Brian J. Skinner (1928-2019) commented on Cunningham’s paper. Skinner was the Eugene Higgins Professor of Geology & Geophysics at Yale University, and the author or editor of more than thirty books in his discipline.

Keynote Address, Saturday, May 2, 1998: Cemeteries in American History

David C. Sloane is a professor in the Department of Urban Planning and Spatial Analysis within the Price School of Public Policy at the University of Southern California.
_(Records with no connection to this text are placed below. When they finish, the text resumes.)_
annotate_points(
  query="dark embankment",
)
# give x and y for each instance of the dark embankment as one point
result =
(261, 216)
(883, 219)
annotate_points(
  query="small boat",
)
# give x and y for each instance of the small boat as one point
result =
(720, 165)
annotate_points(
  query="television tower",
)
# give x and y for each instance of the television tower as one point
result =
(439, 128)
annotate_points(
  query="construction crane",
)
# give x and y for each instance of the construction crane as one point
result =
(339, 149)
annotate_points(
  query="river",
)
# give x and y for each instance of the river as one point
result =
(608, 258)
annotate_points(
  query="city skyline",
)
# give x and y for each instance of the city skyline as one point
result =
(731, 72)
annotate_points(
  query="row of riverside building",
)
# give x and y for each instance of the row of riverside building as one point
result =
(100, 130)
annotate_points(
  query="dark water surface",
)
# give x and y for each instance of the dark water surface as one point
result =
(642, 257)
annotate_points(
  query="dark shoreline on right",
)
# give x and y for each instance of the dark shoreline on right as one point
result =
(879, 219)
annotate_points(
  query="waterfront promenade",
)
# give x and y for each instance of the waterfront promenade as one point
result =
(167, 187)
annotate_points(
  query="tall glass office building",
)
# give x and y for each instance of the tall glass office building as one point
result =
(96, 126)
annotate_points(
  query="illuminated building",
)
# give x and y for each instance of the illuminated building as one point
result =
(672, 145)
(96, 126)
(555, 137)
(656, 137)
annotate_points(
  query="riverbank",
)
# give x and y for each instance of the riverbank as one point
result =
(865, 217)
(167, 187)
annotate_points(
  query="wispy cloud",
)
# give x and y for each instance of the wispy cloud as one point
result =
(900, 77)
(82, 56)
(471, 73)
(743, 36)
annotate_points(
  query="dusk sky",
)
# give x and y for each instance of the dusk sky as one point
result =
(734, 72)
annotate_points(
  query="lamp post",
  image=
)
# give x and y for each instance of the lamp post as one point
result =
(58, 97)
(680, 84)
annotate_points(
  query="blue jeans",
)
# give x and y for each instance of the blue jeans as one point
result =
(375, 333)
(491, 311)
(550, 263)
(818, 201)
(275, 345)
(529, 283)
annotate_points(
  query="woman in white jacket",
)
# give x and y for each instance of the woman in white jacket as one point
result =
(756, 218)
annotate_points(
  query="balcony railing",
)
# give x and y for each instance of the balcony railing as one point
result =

He is also a leading expert on the history of mourning, commemoration, and public space, as well as contemporary thought on those topics.

Session Five, Sunday, May 3, 1998: Cemeteries and War

Howard R. Lamar (1923-2023) spoke on four Civil War heroes buried in Grove Street Cemetery. A long-time History Department faculty member and administrator at Yale University, Lamar also served as university president in the early 1990s, and was a member of the cemetery’s Standing Committee of Proprietors.
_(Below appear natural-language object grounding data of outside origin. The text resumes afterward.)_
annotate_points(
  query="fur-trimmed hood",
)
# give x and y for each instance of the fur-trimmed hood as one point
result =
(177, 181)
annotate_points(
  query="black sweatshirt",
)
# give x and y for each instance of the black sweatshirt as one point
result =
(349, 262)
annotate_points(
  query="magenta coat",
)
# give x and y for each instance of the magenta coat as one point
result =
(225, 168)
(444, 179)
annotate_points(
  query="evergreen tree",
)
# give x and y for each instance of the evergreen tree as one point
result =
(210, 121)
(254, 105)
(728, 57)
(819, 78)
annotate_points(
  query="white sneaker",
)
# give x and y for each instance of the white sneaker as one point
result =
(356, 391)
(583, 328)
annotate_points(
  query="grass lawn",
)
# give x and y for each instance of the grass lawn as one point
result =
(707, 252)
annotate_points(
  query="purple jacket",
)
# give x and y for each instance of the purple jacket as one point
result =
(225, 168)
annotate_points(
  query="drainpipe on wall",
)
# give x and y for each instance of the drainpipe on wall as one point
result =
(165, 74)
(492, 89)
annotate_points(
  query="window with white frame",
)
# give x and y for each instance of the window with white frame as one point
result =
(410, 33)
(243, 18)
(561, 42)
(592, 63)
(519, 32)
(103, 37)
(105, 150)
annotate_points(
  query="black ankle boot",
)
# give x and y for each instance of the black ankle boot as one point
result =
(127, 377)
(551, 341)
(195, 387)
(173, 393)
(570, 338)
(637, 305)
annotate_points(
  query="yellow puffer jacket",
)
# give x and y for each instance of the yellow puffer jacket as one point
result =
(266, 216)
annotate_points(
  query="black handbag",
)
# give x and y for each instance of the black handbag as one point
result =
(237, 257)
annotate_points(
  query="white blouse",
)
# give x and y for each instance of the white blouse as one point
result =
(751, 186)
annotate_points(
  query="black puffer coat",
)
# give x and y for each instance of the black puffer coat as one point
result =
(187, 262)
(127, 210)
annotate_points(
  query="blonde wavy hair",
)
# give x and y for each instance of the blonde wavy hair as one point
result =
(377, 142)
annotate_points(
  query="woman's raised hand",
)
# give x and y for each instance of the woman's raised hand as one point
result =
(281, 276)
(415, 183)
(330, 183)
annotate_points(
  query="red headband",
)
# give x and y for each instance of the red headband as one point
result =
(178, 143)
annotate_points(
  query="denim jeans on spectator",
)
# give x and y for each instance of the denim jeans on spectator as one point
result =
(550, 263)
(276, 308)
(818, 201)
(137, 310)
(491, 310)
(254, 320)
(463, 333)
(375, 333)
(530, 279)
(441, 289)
Robert Leeney (1916-2008) was the commentator on Lamar’s paper. He was the editor of the New Haven Register.

Session Six, Sunday, May 3, 1998: Cemeteries and American Culture: Past, Present, and Future

This session was a panel discussion with seven participants:

Milton P. DeVane (1929-2012) was the panel chair. He was a lawyer in New Haven and the secretary of the cemetery’s Standing Committee of Proprietors.

Willian Clendaniel was the president and CEO of Mount Auburn Cemetery, Cambridge, Massachusetts. He also served as a founding member and chair of the Historic Cemeteries Alliance from 1995 to 2008.

Shepherd Holcombe, Sr. (1921-2012) was a Hartford civic leader active in many of the city’s cultural organizations, including Spring Grove Cemetery. He served as president and chair of Hartford’s Ancient Burying Ground Association.

William N. Hosley, Jr. (1955-2025), a historian, preservationist, and curator, was the director of Connecticut Landmarks (1997-2004) and the New Haven Museum (2006-2009). He was the author of a book on the history and preservation of Hartford’s Ancient Burying Ground (1994).

William McKinley Osborne (1929-2016) was a graduate of Yale University and a Cleveland businessman who served on the board of that city’s Lake View Cemetery.

They were joined by speakers Judith A. Schiff and David C. Sloane.